The date combined with the high number of students searched suggest that the administrators sometimes abuse the search policy to look for drugs, Whitaker said.

On April 20, North Hollywood High School staff searched 100 students
(UCLA Civil Rights project)

They also chose to search students who were late to class that day — a form of targeting, Whitaker said.

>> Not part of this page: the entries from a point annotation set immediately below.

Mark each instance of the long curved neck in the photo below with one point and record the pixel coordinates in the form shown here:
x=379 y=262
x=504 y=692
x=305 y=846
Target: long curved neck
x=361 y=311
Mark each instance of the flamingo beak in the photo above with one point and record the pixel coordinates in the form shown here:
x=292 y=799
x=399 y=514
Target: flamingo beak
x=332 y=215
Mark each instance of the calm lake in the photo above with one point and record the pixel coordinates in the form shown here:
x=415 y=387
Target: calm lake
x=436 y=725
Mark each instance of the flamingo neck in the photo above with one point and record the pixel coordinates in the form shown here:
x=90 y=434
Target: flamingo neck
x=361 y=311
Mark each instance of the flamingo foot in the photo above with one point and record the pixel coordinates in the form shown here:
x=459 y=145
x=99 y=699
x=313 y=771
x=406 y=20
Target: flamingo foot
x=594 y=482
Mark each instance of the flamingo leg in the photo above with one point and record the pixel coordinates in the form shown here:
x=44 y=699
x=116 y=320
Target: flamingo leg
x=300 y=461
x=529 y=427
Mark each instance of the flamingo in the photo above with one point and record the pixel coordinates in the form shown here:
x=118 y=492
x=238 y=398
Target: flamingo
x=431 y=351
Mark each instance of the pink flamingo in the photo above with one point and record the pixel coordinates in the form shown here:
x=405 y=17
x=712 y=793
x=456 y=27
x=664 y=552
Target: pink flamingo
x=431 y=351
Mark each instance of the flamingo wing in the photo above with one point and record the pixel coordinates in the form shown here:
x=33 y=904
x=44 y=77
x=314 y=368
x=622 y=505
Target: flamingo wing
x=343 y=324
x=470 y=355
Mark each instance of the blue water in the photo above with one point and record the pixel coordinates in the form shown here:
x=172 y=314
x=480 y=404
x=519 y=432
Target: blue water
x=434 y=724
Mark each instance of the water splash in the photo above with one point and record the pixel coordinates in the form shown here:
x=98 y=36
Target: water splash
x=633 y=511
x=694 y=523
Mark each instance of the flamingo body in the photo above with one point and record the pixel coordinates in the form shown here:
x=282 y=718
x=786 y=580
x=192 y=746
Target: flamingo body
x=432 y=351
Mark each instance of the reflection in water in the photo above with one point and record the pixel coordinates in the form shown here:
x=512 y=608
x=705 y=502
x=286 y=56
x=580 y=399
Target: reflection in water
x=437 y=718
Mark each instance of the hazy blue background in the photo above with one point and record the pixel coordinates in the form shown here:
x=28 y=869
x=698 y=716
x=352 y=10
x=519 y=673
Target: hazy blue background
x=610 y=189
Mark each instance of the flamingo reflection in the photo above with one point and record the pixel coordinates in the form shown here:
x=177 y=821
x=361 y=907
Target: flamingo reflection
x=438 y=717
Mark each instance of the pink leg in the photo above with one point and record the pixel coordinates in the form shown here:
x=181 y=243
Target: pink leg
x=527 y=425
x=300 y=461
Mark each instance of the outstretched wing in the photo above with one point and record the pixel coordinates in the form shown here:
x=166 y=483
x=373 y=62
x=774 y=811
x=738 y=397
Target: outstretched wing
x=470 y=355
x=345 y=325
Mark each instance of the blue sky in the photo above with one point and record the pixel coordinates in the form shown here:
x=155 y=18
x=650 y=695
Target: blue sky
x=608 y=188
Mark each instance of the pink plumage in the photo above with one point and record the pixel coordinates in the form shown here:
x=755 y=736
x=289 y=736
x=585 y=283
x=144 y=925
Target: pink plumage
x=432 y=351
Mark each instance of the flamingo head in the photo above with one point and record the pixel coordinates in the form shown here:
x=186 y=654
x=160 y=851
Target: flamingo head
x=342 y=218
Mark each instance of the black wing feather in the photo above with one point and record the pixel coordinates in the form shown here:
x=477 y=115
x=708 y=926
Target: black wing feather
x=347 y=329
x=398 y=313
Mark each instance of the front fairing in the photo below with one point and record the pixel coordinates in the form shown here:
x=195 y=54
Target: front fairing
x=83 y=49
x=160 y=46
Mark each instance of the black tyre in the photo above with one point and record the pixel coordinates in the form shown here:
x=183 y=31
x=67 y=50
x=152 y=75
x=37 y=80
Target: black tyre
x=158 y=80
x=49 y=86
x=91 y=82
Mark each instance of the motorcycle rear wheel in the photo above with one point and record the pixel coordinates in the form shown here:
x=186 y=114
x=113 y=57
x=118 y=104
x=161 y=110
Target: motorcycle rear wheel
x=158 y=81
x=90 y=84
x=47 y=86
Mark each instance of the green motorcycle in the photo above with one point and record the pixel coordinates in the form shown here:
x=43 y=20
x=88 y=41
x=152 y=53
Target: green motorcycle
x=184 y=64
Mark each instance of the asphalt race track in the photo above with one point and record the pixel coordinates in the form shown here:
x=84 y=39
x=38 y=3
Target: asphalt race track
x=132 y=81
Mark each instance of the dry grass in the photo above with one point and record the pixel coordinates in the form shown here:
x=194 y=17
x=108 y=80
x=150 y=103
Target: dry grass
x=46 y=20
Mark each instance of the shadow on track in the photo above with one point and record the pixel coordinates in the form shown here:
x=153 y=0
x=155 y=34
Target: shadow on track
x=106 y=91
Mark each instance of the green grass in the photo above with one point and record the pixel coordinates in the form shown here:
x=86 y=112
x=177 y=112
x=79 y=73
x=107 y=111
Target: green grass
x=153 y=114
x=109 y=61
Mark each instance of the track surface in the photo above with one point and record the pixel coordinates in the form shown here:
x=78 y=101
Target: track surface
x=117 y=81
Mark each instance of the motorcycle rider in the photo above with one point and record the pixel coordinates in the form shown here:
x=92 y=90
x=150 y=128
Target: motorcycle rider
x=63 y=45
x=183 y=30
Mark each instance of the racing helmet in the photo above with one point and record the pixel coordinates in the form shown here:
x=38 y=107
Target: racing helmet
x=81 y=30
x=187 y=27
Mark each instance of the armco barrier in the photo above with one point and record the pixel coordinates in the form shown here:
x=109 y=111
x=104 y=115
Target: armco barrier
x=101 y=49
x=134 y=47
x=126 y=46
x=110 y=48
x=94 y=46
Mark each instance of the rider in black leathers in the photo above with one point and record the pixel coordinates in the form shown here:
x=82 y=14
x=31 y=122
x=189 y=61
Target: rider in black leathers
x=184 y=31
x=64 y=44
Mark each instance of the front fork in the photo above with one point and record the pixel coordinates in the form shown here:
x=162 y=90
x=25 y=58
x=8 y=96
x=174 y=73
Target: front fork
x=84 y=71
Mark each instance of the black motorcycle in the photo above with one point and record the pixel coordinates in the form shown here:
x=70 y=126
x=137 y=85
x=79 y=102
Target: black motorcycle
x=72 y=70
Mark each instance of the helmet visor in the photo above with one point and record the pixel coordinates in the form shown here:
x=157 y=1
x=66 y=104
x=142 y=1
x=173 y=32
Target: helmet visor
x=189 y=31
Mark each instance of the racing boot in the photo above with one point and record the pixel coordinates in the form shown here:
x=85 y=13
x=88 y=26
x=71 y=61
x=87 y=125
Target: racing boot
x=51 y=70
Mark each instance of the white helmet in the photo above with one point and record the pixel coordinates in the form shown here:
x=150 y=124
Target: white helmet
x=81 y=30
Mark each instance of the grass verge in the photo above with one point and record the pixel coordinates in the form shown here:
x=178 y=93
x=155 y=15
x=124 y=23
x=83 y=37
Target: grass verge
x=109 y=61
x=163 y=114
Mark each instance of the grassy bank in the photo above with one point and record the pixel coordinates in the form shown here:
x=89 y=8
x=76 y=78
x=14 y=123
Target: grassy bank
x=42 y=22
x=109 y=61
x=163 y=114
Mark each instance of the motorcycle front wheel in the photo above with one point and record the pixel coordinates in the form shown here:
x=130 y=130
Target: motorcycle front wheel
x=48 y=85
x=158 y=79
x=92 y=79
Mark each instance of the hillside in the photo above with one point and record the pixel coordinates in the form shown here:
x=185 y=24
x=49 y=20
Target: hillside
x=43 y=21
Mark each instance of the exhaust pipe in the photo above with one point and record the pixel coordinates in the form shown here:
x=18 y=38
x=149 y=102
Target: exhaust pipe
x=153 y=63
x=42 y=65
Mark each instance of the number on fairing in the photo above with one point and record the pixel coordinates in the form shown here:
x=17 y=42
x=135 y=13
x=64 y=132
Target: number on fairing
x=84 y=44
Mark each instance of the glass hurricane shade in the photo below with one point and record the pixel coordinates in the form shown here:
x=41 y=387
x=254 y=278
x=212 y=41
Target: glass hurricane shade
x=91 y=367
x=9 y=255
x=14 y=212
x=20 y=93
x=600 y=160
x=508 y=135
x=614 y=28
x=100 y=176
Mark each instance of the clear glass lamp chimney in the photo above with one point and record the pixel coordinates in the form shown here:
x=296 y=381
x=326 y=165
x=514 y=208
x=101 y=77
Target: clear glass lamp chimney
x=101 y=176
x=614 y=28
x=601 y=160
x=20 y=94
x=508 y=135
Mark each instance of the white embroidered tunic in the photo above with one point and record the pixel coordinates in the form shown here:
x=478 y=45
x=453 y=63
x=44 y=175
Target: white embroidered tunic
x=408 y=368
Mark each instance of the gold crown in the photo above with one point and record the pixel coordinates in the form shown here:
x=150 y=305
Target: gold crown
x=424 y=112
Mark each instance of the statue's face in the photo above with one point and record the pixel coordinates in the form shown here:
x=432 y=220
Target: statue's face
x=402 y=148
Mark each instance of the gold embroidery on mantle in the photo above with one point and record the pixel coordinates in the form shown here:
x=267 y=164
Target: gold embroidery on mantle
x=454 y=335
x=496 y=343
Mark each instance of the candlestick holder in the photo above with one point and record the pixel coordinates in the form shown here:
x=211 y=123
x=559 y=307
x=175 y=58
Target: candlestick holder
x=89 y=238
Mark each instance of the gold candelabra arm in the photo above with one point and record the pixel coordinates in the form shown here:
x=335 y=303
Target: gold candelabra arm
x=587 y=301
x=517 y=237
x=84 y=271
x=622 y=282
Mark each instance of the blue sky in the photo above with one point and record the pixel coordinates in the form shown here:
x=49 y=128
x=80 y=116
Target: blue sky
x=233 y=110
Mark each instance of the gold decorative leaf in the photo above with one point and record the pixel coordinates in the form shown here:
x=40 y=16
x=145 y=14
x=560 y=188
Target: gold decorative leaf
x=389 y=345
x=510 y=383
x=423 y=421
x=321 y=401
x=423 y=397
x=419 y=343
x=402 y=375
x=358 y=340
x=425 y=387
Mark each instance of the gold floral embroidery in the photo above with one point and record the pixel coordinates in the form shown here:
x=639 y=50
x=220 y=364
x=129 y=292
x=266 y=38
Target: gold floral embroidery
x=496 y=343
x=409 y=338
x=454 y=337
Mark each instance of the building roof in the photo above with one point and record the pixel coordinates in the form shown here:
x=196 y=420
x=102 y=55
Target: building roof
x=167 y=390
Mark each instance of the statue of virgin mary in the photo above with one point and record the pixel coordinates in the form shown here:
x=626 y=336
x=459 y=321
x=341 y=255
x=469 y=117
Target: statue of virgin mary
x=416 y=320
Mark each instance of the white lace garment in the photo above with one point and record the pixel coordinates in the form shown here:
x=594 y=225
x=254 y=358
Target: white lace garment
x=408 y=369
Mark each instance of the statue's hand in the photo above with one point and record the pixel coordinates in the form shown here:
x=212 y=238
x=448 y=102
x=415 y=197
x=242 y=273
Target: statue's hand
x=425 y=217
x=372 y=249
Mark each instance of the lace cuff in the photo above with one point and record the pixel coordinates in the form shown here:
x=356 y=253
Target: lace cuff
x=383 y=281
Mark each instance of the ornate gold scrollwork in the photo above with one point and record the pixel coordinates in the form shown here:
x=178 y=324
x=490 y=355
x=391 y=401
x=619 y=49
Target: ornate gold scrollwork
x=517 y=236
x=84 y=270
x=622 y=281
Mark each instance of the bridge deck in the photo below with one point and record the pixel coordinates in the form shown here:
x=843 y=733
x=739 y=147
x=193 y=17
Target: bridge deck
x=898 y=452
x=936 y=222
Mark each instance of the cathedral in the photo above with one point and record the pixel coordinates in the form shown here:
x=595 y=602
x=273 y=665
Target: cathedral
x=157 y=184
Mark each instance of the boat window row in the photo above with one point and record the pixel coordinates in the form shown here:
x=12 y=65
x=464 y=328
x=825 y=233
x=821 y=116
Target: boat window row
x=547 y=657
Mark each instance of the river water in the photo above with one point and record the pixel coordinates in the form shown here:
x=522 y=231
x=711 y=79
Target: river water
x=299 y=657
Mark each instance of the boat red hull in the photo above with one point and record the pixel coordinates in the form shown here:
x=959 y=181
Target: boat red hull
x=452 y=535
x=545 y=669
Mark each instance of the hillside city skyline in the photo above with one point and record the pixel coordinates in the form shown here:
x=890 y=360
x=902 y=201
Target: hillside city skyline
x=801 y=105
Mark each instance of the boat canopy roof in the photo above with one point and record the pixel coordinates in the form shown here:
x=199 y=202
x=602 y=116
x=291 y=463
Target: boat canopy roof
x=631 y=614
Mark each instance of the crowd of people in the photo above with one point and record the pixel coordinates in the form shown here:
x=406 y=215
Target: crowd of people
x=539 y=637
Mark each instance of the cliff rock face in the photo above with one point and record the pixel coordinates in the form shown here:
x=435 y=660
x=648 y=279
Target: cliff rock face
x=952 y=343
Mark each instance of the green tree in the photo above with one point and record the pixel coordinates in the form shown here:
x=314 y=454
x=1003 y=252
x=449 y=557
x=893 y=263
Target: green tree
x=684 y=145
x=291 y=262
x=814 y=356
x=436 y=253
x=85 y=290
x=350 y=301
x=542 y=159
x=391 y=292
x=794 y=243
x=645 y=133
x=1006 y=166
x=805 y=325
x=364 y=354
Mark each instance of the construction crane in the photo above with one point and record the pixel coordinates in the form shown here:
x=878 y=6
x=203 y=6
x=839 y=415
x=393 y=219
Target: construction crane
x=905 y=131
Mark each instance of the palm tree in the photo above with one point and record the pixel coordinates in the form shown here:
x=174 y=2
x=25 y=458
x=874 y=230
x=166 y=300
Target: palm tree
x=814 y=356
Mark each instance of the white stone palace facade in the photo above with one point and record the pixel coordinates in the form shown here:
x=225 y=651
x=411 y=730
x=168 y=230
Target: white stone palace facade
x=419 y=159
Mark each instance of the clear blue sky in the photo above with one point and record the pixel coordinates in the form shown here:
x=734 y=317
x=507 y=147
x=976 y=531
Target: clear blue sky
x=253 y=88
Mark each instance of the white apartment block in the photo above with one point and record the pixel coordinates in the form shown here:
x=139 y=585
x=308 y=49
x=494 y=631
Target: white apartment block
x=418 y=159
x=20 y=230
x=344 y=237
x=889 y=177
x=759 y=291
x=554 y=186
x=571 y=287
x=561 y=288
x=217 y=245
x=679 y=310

Campbell, the district lawyer, said the random searches are “not used to detect drugs” but added, “If we inadvertently discover that a student has drugs, yes, we do have an obligation to retrieve that illegal object.”

Some district teachers and students say that searches are less common in advanced-placement, honors and magnet classrooms. Those classes often have more white students than other classes, which means nonwhite students could be targeted more frequently.

Although schools are required to keep logs of searches and include anything that was confiscated, they do not record what type of class is searched or the gender or race of students searched. Campbell said the district has no evidence that magnet schools and AP classes are not being searched regularly.

Some school staff say they have never received training about the searches.

The first time English teacher Sharonne Hapuarachy’s class at Dorsey High School was searched, administrators told students to put their hands on their desks. Thinking she might be searched, too, Hapuarachy followed suit.

Administrators, she said, “have never ever told the faculty a word about it, explained what they’re doing, why they’re doing it.”

The L.A. Unified logs that UCLA analyzed show at least 80 searches at Dorsey from 2013 to the end of the 2015 school year. In some 2013 Dorsey logs, administrators wrote that the method they used to choose students was “visual.” Often, they searched an entire class.

A 2013 student search log from Dorsey High School
(UCLA Civil Rights Project)

Sherlett Hendy Newbill, Dorsey’s dean, said she or another administrator now pick a classroom in a building they haven’t visited in a while. Before choosing every fifth student, she will ask if anyone has anything to hand over.

Random searches happen only about once every few months at Dorsey, said Hendy Newbill, who was not a dean from 2013 to 2015.

She wasn’t aware that they were supposed to be daily, she said. “We don’t have the manpower to do that every day.”

Times data desk editor Ben Welsh contributed to this report.